Two Psychologists, Latane and Darley have developed a five-stage model of helping behaviour (1970), which consists in:
1. Noticing the situation
This is when one must first perceive a potential problem or because he sees something unusual: listen more noise, etc.
2. Interpreting the event as an emergency
I think people often rely on the beliefs, attitudes and behaviours to make decisions about how they should interpret the same situation. For example: In the Eastern Counties if a man is being violent towards his wife, no one would help her because their culture says that the man has the right to be violent with the wife, on the other way in the Western Countries this is against the law, so we can call the police.
3. Assuming responsibility
This is when the person decide if will help or not. In Darley and Latane`s study “Seizure” they found that the highest percentage of the participants helped when they where alone. In my idea this happened probably because when we are alone we feel more responsible for the others and if there is more people around we intend to think that someone will help because they are also responsible or people think that someone already arranged some help. I also think that if we feel responsible we intend to help more.
4. Deciding how to help
I think that this stage depends a bit of our personality, our physical arousal, if we know the victim or not and of stage 3. (Assuming responsability)

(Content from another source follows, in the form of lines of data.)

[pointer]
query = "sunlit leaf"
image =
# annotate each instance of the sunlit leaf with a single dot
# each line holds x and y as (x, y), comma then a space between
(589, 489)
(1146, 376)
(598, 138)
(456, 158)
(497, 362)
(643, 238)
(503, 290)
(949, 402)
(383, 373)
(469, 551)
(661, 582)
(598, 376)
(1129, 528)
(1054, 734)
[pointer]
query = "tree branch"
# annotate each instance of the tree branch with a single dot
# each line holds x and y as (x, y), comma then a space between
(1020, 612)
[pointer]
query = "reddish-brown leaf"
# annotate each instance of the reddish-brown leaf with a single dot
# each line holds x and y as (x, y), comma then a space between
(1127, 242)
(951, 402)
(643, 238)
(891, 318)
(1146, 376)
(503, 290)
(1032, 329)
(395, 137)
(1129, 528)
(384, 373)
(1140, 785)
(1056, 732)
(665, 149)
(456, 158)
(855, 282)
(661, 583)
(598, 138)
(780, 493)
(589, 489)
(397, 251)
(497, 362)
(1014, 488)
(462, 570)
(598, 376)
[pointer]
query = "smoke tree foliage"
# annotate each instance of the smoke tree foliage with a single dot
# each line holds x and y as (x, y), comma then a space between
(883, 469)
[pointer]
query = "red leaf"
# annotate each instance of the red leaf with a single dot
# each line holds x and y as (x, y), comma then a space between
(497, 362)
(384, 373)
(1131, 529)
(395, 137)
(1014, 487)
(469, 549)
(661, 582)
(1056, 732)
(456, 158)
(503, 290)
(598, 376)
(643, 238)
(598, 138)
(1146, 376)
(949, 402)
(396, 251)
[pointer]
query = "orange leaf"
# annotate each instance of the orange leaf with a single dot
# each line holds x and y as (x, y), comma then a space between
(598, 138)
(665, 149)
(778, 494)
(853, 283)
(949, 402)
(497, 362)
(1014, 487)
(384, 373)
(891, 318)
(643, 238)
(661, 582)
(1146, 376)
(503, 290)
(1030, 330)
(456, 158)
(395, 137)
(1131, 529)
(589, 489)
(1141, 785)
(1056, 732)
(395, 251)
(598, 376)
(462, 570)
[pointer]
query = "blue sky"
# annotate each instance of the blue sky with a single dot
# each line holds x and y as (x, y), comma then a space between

5. Deciding to help and how best to assist
At this stage the person already decided if is going to help or not and start weighting the costs and the benefits to the other person and to herself. Ex: The person might fear embarrassment, danger to herself and the other person, loss of some valued resource (time, money) and having to experience a painful and stressing situation. I think that this stage is the most important of all the five because the person might not help the victim and the victim might suffer a great damage or even this can be fatal as in the situation of Kitty Genovese which been stabbed to death over a period of 30 minutes in front of 38 irresponsive witnesses in a New York street in 1964, which sparked the research into the behaviour of bystanders.